Surely, such emotions should be avoided. In Plutarch’s Life of Solon, the character of Thales believes that to keep oneself from loss one must also keep oneself from joy. He accordingly never married or had children, so as to never loose those he loved most. Yet the human soul is designed and “born to love”. When we deprive ourselves of the natural objects of love, our hearts simply latch onto other things. Thales, though childless, cherished his nephew. Those who cannot drink coffee often harbor a passion for tea. It is the natural state of the soul to love pleasant things, and to be grieved at their loss.
If abstinence from joy cannot protect from loss, what can? Plutarch teaches that the most virtuous way to provide against loss is by “morality and reason”. Aristotle writes of a form of contemplative happiness, a joy so deep and vibrant that it enables the one who holds it to “bear chances of life becomingly and always make the best of circumstances.” Like Plutarch, he holds virtue and wisdom to be the only sure safeguards against abject grief.
The writings of these ancient greeks beautifully reflect the truths of the gospel. Christ exhorts us to have joy in the face of tribulation in the world, and reassures us with descriptions of the abundant peace he gives us. This joy-filled peace comes as a result of a life devoted to obeying the Father, trusting Christ and loving others. It can never be taken away and accompanies us even through great loss and sorrow.

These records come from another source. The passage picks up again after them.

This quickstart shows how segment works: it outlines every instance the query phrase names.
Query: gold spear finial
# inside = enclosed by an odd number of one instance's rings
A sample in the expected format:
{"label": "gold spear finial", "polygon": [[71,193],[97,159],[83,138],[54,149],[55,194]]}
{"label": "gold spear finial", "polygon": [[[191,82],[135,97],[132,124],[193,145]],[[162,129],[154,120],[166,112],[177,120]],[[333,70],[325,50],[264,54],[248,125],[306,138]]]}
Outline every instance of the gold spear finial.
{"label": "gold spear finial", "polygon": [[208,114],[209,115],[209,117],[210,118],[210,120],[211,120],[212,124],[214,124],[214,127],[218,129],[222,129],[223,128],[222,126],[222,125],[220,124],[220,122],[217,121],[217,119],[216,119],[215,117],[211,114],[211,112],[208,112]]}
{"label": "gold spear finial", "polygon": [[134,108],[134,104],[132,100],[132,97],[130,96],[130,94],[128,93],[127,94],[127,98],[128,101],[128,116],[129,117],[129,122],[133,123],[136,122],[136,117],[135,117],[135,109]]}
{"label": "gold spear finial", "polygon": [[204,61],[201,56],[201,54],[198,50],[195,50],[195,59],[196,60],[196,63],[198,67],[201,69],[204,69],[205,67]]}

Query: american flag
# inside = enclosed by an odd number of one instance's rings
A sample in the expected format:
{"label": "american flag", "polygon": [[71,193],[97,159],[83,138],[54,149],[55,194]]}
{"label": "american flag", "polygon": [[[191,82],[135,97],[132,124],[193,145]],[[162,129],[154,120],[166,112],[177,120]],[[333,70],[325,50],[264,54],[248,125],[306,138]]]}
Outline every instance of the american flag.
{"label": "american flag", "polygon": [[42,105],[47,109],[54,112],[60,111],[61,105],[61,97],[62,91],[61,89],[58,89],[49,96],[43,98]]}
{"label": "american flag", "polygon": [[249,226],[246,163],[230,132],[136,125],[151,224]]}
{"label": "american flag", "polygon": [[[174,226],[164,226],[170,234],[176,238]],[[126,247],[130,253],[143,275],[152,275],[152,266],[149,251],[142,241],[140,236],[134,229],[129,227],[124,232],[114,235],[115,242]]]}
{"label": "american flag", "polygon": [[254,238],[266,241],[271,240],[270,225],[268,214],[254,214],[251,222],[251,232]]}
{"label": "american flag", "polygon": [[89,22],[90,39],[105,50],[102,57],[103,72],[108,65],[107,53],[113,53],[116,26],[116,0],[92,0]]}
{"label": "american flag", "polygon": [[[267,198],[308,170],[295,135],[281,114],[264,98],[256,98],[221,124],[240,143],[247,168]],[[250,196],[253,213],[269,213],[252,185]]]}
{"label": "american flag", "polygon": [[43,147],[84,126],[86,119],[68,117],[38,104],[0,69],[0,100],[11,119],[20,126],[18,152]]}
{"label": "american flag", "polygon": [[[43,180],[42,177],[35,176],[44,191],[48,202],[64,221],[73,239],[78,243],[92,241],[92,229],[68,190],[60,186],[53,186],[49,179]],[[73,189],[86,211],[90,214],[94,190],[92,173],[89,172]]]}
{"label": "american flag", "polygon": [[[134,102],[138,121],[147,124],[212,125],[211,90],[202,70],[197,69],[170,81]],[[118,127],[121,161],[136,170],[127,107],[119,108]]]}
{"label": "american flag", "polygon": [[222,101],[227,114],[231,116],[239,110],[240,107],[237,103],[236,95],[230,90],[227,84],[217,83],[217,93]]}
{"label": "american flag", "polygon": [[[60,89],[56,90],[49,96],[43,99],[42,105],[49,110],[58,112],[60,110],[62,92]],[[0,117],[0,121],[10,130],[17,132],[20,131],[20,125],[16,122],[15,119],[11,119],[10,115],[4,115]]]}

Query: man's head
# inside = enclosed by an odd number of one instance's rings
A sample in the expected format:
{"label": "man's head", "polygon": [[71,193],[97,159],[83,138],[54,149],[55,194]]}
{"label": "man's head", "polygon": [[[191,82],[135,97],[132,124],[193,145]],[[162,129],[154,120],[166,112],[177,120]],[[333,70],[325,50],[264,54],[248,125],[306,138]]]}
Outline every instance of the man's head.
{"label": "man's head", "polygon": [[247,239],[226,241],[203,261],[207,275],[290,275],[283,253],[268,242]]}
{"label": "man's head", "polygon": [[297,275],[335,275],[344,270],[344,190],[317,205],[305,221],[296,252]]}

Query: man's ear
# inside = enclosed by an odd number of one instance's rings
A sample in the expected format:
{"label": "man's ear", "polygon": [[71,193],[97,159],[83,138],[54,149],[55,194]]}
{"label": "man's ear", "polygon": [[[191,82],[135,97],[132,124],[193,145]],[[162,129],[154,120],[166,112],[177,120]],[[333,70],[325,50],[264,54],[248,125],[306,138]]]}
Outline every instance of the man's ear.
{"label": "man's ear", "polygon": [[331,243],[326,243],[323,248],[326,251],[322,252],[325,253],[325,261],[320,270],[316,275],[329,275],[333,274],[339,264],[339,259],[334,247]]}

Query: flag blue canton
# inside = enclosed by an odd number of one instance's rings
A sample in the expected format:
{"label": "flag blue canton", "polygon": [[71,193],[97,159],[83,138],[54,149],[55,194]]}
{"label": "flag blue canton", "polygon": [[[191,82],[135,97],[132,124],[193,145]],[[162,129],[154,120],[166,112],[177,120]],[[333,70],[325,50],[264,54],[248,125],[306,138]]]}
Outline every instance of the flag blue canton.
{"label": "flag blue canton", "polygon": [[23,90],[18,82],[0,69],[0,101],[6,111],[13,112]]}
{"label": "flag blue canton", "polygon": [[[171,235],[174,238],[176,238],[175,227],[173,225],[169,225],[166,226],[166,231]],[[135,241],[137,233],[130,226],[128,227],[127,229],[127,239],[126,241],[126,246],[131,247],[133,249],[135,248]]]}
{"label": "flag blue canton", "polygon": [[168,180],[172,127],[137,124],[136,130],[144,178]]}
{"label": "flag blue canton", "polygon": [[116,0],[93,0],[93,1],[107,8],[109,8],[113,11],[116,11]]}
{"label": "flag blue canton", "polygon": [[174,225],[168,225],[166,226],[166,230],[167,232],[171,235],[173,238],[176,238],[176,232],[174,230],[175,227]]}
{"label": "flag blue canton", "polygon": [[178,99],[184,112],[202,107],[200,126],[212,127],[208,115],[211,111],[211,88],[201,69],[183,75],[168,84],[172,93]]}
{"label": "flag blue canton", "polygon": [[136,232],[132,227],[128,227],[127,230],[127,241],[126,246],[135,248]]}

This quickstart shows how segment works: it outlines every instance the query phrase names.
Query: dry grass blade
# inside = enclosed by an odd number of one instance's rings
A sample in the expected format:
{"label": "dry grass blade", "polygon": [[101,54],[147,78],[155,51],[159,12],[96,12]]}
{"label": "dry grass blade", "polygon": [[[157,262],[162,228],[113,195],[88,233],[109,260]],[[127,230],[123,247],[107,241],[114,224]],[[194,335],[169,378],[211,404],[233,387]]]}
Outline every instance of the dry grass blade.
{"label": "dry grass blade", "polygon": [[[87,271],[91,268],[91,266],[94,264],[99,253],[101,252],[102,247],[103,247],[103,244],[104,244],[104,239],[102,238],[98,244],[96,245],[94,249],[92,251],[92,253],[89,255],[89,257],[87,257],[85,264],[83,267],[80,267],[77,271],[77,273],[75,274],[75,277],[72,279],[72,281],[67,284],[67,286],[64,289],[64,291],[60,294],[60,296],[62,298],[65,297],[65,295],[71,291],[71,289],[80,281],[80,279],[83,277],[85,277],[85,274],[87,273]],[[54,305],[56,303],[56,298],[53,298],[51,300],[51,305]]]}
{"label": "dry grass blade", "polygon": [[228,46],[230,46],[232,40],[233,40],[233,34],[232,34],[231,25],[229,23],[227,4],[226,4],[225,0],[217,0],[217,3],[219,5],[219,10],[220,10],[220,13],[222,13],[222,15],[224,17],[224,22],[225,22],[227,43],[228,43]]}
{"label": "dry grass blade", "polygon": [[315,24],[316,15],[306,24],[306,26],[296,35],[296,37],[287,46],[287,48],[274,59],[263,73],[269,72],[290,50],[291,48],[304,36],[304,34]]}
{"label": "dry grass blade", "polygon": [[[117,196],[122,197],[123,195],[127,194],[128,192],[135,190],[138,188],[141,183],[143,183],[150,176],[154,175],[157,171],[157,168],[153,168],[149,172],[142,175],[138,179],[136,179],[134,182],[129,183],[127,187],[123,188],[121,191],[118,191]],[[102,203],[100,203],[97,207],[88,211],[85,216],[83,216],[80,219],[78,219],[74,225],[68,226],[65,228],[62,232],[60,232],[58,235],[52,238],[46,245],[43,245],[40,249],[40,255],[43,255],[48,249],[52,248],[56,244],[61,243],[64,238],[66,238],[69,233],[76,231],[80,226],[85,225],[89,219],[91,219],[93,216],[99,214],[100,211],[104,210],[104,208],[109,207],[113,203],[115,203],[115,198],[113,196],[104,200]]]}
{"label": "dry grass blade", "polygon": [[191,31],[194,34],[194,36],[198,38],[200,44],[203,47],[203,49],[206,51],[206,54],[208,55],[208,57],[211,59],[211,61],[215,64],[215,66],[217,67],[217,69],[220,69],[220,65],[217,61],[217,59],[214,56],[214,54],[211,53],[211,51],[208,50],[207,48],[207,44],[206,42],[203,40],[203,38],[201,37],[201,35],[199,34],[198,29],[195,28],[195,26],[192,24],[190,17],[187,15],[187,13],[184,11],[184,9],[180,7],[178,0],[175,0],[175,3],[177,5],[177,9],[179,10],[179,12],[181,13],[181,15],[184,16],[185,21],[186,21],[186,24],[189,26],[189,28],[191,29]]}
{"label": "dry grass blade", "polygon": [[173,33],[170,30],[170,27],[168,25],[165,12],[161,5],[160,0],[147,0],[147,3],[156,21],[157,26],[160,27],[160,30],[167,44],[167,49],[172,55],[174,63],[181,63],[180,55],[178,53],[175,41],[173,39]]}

In essence, the joy of Christ is very similar to the contemplative happiness of Aristotle and the morality and reason of Plutarch. A life of virtue, wisdom and sacrificial love does not protect us from loss. Greater than this, it empowers us to enjoy life thoroughly and gives us the tools with which to bear all the trials and sorrow life offers with grace.
So true Jessica.
The difficulty comes in the consistency of bearing the crosses of this road traveled here, and turning to the Giver, and the Bringer of that Good News in the moments when we see losses or adversities before us. To live in shadows hoping to avoid loss only brings another kind of loss, but without the greater joys of living in a fuller brightness of this life so beautifully offered. And ultimately, without the ability to know great loss, what is the point of living . . . we can’t see the beauty and know the joys of our times here? Isn’t that why some prefer to leave us too early, causing even greater losses among us.
Lord, help us to see those in shadows; to pull them toward Your light; to show them Your joy; to bring them along into Your hope . . . that their experiences here give them excitement for each moment and grace when it’s darkest. So be it!